Julie Barron, a sheep farmer in the Peak View region, about a six-hour flight east of Perth, said she and her husband first met the more experienced of the two pilots in 2020, after another Coulson Group firefighting plane crashed near their community, killing all three American crew members. Ms. Barron, whose husband also works with the local rural fire service, told The Globe that the tight-knit firefighting community was on tenterhooks after news of Monday’s crash first broke.
“It was a heart-stopping moment until we knew they were okay,” she said from her home while her husband, James, was busy shearing sheep. “I’m not one to believe in miracles, but I’m certainly rethinking that now.”

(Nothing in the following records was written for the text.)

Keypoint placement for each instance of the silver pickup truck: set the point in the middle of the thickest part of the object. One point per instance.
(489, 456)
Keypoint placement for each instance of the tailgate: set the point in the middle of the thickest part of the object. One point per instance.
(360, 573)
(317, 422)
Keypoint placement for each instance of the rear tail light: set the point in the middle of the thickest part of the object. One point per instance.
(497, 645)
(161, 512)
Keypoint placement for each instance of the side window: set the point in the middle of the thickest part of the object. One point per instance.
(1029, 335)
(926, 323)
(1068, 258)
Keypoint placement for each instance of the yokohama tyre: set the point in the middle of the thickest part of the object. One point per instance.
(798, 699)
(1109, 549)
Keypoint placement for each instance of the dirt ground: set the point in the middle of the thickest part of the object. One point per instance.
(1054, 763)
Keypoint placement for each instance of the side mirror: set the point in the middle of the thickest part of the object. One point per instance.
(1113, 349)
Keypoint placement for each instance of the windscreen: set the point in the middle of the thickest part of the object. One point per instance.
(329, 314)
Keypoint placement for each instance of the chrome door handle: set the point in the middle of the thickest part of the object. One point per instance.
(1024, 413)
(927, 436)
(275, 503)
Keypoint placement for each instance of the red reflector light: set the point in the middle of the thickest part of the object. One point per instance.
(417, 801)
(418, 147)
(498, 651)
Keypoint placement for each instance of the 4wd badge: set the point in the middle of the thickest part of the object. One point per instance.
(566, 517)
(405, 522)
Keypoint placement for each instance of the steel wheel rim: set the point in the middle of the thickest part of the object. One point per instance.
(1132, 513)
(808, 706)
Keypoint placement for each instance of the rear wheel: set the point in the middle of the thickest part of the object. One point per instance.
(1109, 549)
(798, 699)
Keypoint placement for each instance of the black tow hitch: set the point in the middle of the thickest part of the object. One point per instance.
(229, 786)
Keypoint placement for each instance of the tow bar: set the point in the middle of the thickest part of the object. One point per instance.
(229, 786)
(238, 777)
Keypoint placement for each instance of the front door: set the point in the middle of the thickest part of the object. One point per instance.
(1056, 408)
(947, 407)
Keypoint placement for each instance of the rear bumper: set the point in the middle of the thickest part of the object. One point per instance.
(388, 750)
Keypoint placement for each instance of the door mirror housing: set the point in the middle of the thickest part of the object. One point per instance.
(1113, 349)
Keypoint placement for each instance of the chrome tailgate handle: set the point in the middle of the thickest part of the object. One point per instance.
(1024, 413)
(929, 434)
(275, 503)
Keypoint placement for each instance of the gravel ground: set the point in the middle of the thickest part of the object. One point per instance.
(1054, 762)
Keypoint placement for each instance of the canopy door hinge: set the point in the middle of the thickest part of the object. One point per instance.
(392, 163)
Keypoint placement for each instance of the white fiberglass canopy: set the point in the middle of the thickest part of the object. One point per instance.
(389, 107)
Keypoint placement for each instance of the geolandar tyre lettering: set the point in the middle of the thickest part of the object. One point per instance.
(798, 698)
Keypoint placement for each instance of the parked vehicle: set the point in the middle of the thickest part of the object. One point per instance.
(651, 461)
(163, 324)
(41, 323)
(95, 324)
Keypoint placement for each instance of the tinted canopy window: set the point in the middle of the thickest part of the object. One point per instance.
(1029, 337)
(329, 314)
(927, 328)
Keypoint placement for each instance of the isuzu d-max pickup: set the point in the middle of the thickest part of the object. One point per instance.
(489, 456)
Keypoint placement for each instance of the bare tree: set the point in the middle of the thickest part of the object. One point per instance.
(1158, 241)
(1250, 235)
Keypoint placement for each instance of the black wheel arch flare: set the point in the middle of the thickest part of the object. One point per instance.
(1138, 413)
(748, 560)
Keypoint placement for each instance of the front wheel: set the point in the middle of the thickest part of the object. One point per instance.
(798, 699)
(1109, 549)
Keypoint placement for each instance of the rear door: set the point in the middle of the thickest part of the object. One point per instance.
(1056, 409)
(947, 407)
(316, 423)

The Australian Transport Safety Bureau investigated the 2020 crash of the Coulson Lockheed C-130 Hercules water tanker and determined that the crew had not been informed about unsafe winds by the local wildfire service before entering the area where they crashed.
On Tuesday, ATSB chief commissioner Angus Mitchell issued a statement saying it was too early to tell what caused Monday’s crash, but there was nothing to suggest any similarities to the 2020 disaster.
“This is the first serious accident involving a Boeing 737 aircraft in Australia, and the second involving a large air tanker firebombing aircraft,” he said.
A large team of agency investigators will now try to piece together what went wrong. They will start by interviewing the pilots and witnesses and recovering the plane’s flight data recorder and cockpit voice recorder, Mr. Mitchell said. Such investigations typically take six months to two years to complete. However, if the agency discovers a critical safety issue, it will alert the company and relevant government agencies immediately.
Mr. Coulson said it was “extremely distressing” to have a second aircraft go down in Australia, adding that his company will share more details about the crash once ATSB investigators interview the pilots and visit the scene.
“We’ve just got a microscope on everything right now,” he said.
Coulson Group has more than 500 employees around the world, mostly assisting authorities in Chile, Argentina and California, Mr. Coulson said. In Australia, 60 staff are stationed year round in New South Wales, where they are under contract with the state government to fight fires with jets and helicopters. Another 60 people are currently flying throughout Australia fighting bush fires, he added.
The company will replace the destroyed plane with one currently being retrofitted, Mr. Coulson said, but that will take four to five months.
The two pilots, whom he would not identify, are awaiting their interviews with the authorities before flying back home to the United States for a much-needed break, he said.